In the episode, Freddie looks at Don after another drunken day and says:
Do the work Don.
I read Dear Sugar by Cheryl Strayed a month or so ago. There is a letter in the book from a young writer who expects to be more successful than she is in her mid twenties. She has so many doubts about herself that she is frozen, unable to write. Sugar’s response is amazing and this is just one piece of it:
We get the work done on the ground level. And the kindest thing I can do for you is to tell you to get your ass on the floor. I know it’s hard to write, darling. But it’s harder not to. The only way you’ll find out if you “have it in you” is to get to work and see if you do. The only way to orverride your “limitations, insecurities, jealousies, and ineptitude” is to produce. You have limitations. You are in some ways inept. This is true of every writer, and it’s especially true of writers who are twenty-six. You will feel insecure and jealous. How much power you give those feelings is entirely up to you. (p. 58)
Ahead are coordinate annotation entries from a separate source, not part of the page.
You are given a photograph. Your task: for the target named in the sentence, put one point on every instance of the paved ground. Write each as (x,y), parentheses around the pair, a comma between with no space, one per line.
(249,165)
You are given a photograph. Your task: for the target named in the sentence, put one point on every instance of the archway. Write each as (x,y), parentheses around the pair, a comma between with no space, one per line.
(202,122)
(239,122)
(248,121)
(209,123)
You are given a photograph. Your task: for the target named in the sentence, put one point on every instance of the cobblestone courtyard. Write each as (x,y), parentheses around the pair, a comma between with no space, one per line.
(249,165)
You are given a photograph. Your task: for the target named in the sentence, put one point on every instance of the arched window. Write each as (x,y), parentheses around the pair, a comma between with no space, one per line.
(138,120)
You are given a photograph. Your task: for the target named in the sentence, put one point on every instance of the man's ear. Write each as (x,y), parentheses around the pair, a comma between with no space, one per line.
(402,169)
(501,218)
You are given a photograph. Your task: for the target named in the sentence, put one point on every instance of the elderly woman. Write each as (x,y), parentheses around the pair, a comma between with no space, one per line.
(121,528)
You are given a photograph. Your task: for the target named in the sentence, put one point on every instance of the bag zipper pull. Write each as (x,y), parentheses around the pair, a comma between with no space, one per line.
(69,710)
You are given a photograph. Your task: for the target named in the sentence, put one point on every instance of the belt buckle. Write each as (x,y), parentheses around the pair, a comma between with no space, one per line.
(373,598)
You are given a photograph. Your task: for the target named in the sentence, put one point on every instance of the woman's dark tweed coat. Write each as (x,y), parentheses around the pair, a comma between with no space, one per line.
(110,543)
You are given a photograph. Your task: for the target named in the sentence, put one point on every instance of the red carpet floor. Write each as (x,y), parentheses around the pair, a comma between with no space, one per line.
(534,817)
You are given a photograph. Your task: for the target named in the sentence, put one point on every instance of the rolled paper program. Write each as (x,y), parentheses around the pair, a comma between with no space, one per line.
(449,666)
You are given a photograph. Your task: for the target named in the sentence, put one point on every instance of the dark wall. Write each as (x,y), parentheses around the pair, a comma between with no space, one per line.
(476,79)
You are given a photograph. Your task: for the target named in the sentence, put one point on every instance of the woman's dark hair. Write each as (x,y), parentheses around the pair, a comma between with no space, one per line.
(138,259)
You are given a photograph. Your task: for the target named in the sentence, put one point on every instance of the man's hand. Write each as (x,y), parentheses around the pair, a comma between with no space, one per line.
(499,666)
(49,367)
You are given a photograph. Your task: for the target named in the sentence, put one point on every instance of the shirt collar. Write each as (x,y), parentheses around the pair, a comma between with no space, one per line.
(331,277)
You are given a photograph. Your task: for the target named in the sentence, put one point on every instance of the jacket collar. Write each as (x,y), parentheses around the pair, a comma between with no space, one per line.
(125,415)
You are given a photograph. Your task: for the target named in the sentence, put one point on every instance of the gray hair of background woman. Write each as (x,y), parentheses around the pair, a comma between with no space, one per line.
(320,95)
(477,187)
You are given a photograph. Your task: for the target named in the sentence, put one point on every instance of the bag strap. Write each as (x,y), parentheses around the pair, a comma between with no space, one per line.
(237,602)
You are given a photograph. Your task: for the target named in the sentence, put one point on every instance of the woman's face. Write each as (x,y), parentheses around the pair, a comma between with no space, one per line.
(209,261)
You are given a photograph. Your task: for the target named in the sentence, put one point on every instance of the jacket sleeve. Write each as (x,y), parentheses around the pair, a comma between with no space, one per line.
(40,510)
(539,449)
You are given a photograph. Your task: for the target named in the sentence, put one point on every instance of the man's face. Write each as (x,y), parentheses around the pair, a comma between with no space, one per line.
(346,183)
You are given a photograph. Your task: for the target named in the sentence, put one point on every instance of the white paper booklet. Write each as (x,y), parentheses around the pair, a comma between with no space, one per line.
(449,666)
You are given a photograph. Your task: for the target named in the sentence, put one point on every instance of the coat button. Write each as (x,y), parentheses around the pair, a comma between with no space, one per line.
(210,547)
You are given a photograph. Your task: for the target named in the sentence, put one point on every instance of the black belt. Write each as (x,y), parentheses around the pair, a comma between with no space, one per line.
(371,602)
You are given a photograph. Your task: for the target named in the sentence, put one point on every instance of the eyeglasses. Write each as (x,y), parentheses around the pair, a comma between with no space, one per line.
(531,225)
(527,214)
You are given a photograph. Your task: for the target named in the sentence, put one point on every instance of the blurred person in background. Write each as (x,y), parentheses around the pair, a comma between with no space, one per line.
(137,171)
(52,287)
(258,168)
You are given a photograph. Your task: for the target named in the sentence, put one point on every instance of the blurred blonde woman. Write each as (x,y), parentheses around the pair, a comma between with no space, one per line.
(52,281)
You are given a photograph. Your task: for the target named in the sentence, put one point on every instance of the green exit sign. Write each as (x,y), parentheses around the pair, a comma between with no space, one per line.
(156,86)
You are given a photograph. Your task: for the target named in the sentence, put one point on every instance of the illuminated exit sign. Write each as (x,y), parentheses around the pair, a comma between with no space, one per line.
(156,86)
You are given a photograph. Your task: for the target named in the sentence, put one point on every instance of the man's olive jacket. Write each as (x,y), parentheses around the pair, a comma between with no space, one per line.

This has addeded up to me having a new way of thinking about my work. My theme, especially since Editorially shut down, has been a bit modified:
Do the work with no expectation.
Meaning, I need to just do the work. If it is client work, do it well and deliver. If it is writing, just sit down and write. If it is helping out a person entering the industry, be generous with my knowlege and time. But the key for me has become the second part, I should expect nothing. I shouldn’t expect me doing good work should get me anything in particular.
I mean, in the case of client work, I hope I get paid. But what I’m really saying is that I am trying to drop the expectation that I should be somewhere I’m not in life. I am where I am, which is a pretty good place to be most days.